Elle serra l’engin entre ses cuisses et enroula les bras autour de la taille de Joey.

Il sentait le cuir, la graisse, la sueur et le vent.

Beth se rappelait les bavardages animés entre lycéennes, les discussions passionnées au téléphone, et l’inévitable question : Est-ce que tu l’aimes ? La même question se répercutait dans sa tête à cet instant, puérile et embarrassante : Mais est-ce que tu l’aimes, tu l’aimes, tu l’aimes ?

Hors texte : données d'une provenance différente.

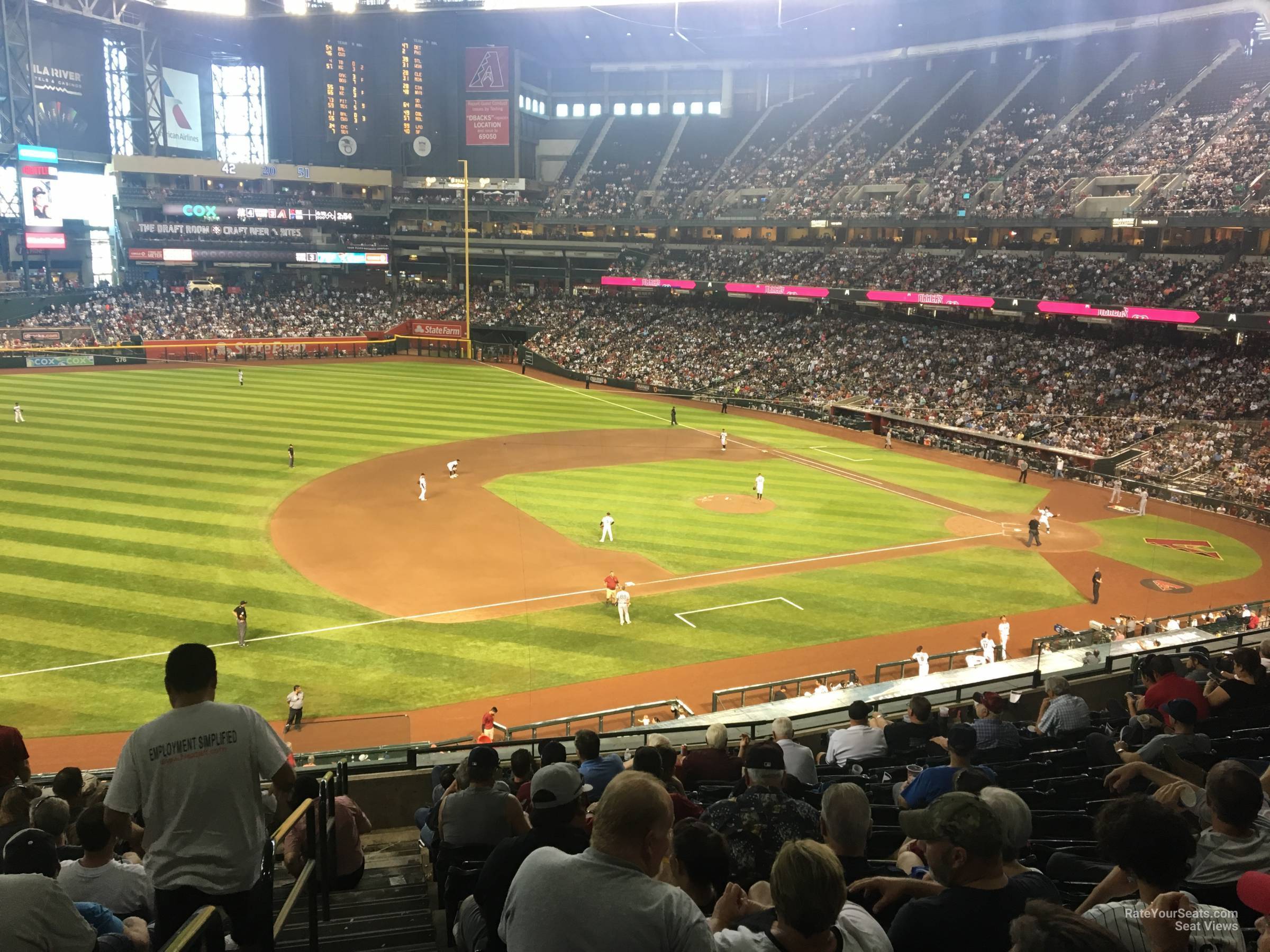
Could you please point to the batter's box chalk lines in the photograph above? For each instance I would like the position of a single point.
(734, 605)
(849, 459)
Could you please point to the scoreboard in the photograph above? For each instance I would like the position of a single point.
(347, 89)
(412, 88)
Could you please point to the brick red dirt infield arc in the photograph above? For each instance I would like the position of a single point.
(473, 536)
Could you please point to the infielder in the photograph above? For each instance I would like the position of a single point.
(1043, 517)
(624, 606)
(924, 662)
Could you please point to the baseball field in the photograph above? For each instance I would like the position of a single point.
(141, 506)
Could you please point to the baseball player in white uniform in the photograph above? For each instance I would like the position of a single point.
(1043, 517)
(924, 662)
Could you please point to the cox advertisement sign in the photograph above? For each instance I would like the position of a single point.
(61, 361)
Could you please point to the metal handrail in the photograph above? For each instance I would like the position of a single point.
(204, 922)
(950, 655)
(773, 684)
(535, 727)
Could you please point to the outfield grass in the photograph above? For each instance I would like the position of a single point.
(657, 515)
(137, 515)
(1123, 540)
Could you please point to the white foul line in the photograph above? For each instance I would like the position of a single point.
(734, 605)
(505, 605)
(849, 459)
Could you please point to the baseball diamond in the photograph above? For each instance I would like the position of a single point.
(149, 500)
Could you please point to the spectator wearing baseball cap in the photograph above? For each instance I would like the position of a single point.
(37, 914)
(480, 814)
(559, 798)
(990, 730)
(764, 817)
(859, 740)
(963, 841)
(1179, 735)
(937, 781)
(1254, 892)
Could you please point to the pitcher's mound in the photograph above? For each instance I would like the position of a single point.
(736, 505)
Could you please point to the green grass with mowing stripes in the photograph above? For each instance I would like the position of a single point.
(1124, 540)
(657, 516)
(137, 515)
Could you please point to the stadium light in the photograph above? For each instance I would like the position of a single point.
(225, 8)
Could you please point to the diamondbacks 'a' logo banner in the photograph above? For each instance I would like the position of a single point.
(1195, 546)
(486, 69)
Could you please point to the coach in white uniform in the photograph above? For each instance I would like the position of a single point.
(924, 662)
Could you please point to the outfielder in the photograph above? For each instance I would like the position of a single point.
(1117, 490)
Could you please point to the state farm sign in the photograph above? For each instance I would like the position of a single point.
(437, 329)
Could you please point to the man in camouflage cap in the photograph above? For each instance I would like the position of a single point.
(963, 849)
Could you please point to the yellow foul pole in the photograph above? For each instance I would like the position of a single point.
(468, 273)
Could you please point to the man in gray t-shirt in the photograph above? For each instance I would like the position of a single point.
(606, 896)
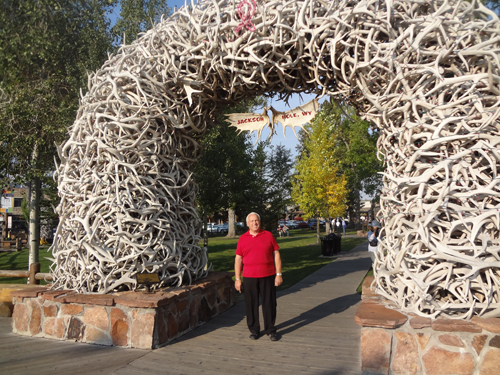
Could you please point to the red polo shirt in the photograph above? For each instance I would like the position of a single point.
(257, 253)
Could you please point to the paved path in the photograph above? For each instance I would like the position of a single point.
(315, 321)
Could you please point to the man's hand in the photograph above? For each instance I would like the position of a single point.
(237, 285)
(278, 280)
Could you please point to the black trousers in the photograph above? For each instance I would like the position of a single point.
(263, 287)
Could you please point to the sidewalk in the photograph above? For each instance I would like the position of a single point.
(315, 322)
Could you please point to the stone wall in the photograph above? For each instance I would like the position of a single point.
(395, 343)
(127, 319)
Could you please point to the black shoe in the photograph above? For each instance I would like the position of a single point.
(273, 336)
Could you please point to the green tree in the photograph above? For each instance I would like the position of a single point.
(270, 191)
(355, 151)
(224, 170)
(318, 186)
(138, 16)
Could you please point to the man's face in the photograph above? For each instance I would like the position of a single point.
(253, 223)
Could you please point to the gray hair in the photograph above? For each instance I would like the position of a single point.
(252, 213)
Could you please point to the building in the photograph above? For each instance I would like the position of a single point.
(11, 215)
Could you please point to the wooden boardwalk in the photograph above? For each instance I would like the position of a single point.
(315, 321)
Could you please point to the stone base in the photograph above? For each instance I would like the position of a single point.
(396, 343)
(127, 319)
(6, 305)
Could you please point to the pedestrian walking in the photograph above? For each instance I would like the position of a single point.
(373, 239)
(257, 253)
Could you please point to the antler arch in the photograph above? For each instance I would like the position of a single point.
(425, 72)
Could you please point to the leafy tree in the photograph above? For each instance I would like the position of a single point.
(318, 186)
(138, 16)
(271, 185)
(224, 171)
(355, 151)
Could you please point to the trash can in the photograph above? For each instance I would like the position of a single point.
(327, 246)
(336, 242)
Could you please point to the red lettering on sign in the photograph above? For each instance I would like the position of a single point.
(251, 119)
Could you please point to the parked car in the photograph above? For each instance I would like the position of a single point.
(223, 228)
(212, 228)
(303, 224)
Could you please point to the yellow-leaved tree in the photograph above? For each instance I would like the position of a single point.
(317, 185)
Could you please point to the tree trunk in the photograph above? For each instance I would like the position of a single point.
(358, 210)
(231, 214)
(34, 224)
(205, 231)
(317, 230)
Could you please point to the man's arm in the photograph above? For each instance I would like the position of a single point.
(277, 264)
(238, 261)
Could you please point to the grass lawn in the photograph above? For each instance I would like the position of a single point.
(19, 261)
(299, 253)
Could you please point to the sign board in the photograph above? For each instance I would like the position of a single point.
(7, 199)
(147, 278)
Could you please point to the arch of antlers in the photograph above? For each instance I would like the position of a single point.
(424, 72)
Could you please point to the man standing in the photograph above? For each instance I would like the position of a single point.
(257, 251)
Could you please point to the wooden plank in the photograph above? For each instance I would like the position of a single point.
(315, 319)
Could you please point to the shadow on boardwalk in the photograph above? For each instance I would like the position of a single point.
(315, 320)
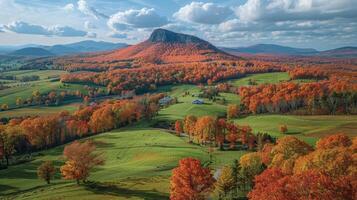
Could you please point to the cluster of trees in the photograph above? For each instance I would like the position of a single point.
(297, 171)
(24, 78)
(308, 73)
(208, 129)
(145, 78)
(80, 157)
(323, 97)
(289, 169)
(33, 133)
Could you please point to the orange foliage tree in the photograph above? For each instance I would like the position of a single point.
(81, 158)
(190, 180)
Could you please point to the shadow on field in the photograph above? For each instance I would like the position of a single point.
(106, 189)
(5, 188)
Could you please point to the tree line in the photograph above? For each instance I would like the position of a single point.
(290, 169)
(24, 135)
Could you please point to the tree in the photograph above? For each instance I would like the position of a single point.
(8, 140)
(205, 129)
(4, 107)
(189, 126)
(283, 129)
(232, 111)
(251, 165)
(225, 182)
(190, 180)
(46, 171)
(332, 141)
(19, 101)
(178, 127)
(80, 160)
(286, 151)
(273, 184)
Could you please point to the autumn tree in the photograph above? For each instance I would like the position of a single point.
(250, 166)
(332, 141)
(102, 119)
(273, 184)
(190, 180)
(286, 151)
(225, 182)
(46, 171)
(178, 127)
(283, 129)
(9, 136)
(81, 158)
(205, 129)
(232, 111)
(189, 126)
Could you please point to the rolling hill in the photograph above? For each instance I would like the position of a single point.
(32, 51)
(340, 52)
(165, 46)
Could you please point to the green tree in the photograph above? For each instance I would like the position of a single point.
(225, 183)
(46, 171)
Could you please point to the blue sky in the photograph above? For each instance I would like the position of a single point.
(320, 24)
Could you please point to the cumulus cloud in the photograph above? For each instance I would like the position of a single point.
(26, 28)
(284, 10)
(91, 35)
(69, 7)
(143, 18)
(88, 10)
(117, 35)
(204, 13)
(89, 25)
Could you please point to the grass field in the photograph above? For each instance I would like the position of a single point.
(138, 166)
(38, 110)
(44, 86)
(307, 128)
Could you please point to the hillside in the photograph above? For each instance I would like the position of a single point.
(345, 52)
(271, 49)
(32, 51)
(165, 46)
(84, 47)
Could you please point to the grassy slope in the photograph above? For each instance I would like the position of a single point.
(138, 164)
(44, 85)
(307, 128)
(38, 110)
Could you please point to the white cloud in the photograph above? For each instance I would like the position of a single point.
(118, 35)
(143, 18)
(89, 25)
(69, 7)
(23, 27)
(204, 13)
(88, 10)
(26, 28)
(287, 10)
(66, 31)
(91, 35)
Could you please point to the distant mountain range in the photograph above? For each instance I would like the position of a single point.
(164, 46)
(87, 46)
(165, 37)
(273, 49)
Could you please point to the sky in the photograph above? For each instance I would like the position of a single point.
(320, 24)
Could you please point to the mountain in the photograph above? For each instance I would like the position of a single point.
(32, 51)
(86, 46)
(165, 46)
(271, 49)
(345, 52)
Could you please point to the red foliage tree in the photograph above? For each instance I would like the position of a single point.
(190, 180)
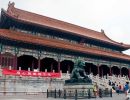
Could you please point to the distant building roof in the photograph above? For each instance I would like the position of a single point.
(44, 21)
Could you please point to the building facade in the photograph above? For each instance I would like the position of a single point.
(29, 40)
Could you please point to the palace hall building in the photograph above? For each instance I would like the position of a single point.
(29, 40)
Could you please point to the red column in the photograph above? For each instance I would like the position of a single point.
(120, 72)
(0, 59)
(58, 65)
(15, 62)
(98, 70)
(90, 70)
(129, 73)
(39, 63)
(110, 72)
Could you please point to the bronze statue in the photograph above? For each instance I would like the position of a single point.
(78, 74)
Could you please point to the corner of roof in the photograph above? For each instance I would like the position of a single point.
(10, 6)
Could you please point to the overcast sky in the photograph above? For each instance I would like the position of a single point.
(113, 16)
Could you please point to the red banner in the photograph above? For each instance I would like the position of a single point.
(30, 73)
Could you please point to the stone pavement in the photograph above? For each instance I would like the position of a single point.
(43, 97)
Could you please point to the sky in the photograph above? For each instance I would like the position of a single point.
(113, 16)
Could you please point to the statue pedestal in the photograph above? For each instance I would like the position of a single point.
(80, 88)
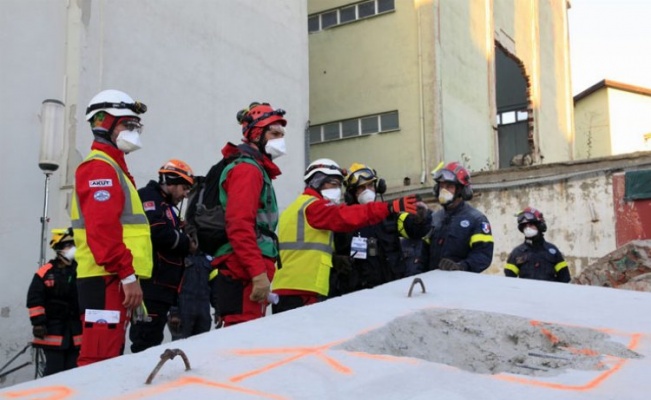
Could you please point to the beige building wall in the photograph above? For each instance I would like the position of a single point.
(433, 62)
(612, 118)
(630, 121)
(592, 120)
(364, 68)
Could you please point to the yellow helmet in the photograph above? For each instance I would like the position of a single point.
(60, 237)
(360, 174)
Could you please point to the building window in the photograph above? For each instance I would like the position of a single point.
(355, 127)
(348, 13)
(511, 117)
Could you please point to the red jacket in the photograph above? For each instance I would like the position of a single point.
(103, 227)
(243, 186)
(322, 214)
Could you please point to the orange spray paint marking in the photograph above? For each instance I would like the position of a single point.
(300, 352)
(184, 382)
(48, 393)
(617, 365)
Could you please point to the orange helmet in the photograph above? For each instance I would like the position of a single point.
(259, 115)
(176, 172)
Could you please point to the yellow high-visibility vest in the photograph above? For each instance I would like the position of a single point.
(305, 252)
(135, 228)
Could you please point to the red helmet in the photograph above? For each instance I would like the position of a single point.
(531, 215)
(259, 115)
(457, 174)
(453, 172)
(176, 172)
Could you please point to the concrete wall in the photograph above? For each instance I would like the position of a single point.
(583, 205)
(630, 121)
(195, 63)
(433, 61)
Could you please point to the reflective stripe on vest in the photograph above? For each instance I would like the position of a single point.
(306, 252)
(49, 340)
(135, 228)
(36, 311)
(266, 217)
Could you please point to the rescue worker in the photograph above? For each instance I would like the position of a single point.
(111, 228)
(375, 250)
(54, 308)
(192, 314)
(307, 228)
(536, 258)
(461, 238)
(170, 247)
(246, 263)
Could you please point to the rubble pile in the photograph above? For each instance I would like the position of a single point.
(628, 267)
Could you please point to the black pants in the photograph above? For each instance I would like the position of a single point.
(57, 360)
(146, 334)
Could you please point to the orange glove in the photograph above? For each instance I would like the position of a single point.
(404, 204)
(261, 288)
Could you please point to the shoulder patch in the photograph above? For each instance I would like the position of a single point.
(100, 183)
(149, 205)
(101, 195)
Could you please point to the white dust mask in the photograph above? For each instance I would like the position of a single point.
(334, 195)
(445, 196)
(530, 232)
(128, 141)
(276, 148)
(366, 196)
(69, 253)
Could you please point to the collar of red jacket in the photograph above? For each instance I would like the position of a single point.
(113, 152)
(231, 150)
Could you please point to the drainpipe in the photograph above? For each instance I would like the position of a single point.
(423, 153)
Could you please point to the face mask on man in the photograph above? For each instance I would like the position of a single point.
(69, 253)
(334, 195)
(445, 196)
(128, 141)
(276, 148)
(366, 196)
(530, 232)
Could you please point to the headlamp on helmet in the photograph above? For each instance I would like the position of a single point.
(259, 115)
(61, 238)
(115, 103)
(176, 172)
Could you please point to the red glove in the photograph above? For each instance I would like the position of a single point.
(404, 204)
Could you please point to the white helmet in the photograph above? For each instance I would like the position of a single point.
(115, 103)
(325, 166)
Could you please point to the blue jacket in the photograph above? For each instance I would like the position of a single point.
(537, 259)
(462, 235)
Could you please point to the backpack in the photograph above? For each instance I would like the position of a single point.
(205, 219)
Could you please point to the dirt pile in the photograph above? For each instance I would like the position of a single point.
(628, 267)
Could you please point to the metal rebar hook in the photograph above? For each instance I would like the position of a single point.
(411, 288)
(168, 354)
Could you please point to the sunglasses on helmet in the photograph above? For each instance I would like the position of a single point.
(137, 107)
(342, 171)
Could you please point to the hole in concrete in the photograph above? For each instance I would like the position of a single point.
(491, 343)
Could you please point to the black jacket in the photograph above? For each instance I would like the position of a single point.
(52, 301)
(170, 245)
(537, 259)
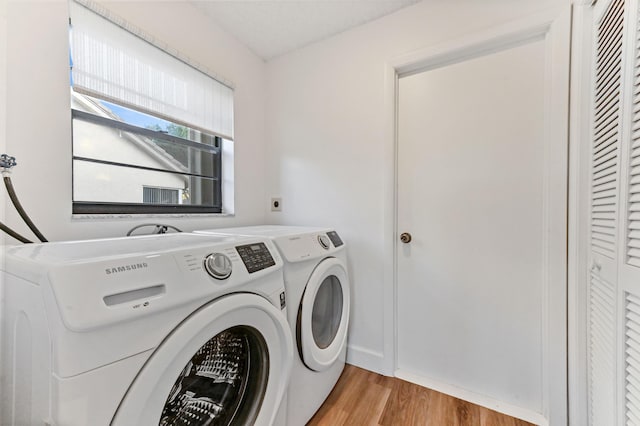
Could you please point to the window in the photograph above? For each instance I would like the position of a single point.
(149, 130)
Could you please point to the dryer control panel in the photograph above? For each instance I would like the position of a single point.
(255, 257)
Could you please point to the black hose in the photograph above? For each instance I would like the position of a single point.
(159, 228)
(23, 214)
(14, 234)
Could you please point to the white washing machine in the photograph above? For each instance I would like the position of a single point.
(318, 295)
(155, 330)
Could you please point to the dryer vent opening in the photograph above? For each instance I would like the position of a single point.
(224, 382)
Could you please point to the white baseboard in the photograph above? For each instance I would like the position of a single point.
(367, 359)
(475, 398)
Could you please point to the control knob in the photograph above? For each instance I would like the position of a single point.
(218, 265)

Elle trouva tout d’abord que l’idée même en était ridicule, à la limite du choquant. Aimer Joey Commoner ? Non, franchement, il y avait de quoi rire. Pour Beth, Joey représentait quelque chose de totalement impossible à aimer, au même titre qu’un… qu’un serpent à sonnettes, par exemple, ou une boîte à outils, ou un bidon d’huile.

Mais la réponse était incomplète. Si la question lui avait été réellement posée, Beth, en son âme et conscience, aurait répondu quelque chose comme : Oui, je l’aime… mais parfois, je me demande pourquoi.

Elle l’avait rencontré l’année précédente, alors qu’elle travaillait depuis un mois à peine au 7-Eleven, un peu plus haut sur la route. Pour Beth, la clientèle se divisait en cinq catégories de base : les mouflets, les lycéens, les familles, les motards, et les « malabars » comme elle les appelait, ces types qui conduisaient des pick-up bizarrement harnachés, arceaux de sécurité et phares éblouissants, et qui portaient des casquettes de jour comme de nuit. Joey n’entrait dans aucune de ces catégories, pas même celle des motards. Il roulait sur une petite cylindrée et ne faisait pas partie de la bande. Il arrivait toujours seul et achetait le plus souvent des glaces et des tartes congelées, en général le vendredi soir. Elle avait appris à guetter son arrivée.

Un vendredi, il eut des démêlés avec un malabar qui avait garé son char pratiquement sur la Yamaha de Joey. Il n’y avait pas eu la moindre éraflure, si ce n’est sur la dignité de Joey qui, du coup, en avait perdu tout sens de la mesure. Il avait traité le type de « trou-du-cul bigleux » et avait craché les mots si distinctement, si fielleusement, que Beth avait pu clairement les entendre depuis l’autre bout de la salle. La réponse du malabar avait été inaudible mais de toute évidence de nature à salement écorcher les oreilles délicates.

Intriguée et sidérée, elle avait regardé Joey se jeter sur le type qui devait avoir deux fois son âge et pas loin de deux fois son poids. Un suicide, songea-t-elle. Il est complètement frappé. Mais le gars était un vrai tourbillon.

Au moment où elle s’apprêtait à appeler le gérant de nuit, la bagarre était finie.

Joey, il va sans dire, avait eu le dessous.

Quand elle termina son service, à minuit, il était toujours assis sur le trottoir craquelé, juste devant. Sa lèvre supérieure fendue pissait le sang sur le bitume poussiéreux. La lueur verte et blanche du néon 7-Eleven donnait aux éclaboussures un aspect à la fois effrayant et irréel.

Elle n’aurait su dire pourquoi elle s’était arrêtée pour lui parler. Même sur le moment, elle n’avait pas trouvé l’idée géniale.

Mais, comme beaucoup de mauvaises idées, celle-ci possédait un puissant dynamisme intrinsèque. À son corps défendant, Beth sentit ses pieds s’immobiliser et sa bouche s’ouvrir.

— Pas de glaces, ce soir, mmmh ?

Il leva vers elle des yeux battus.

— T’as vu ce type ?

Elle acquiesça.

— Il était gras, dit-il avec une moue dégoûtée.

Elle apprit plus tard que Joey avait une sainte horreur des obèses.

— Ça oui, approuva-t-elle.

Elle connaissait ce type ; c’était un client régulier. Elle avait déjà remarqué la façon dont son jean bâillait au-dessus de son cul bouffi.

— Un gros dégueulasse, renchérit-elle.

Elle eut droit à un regard de gratitude méfiante.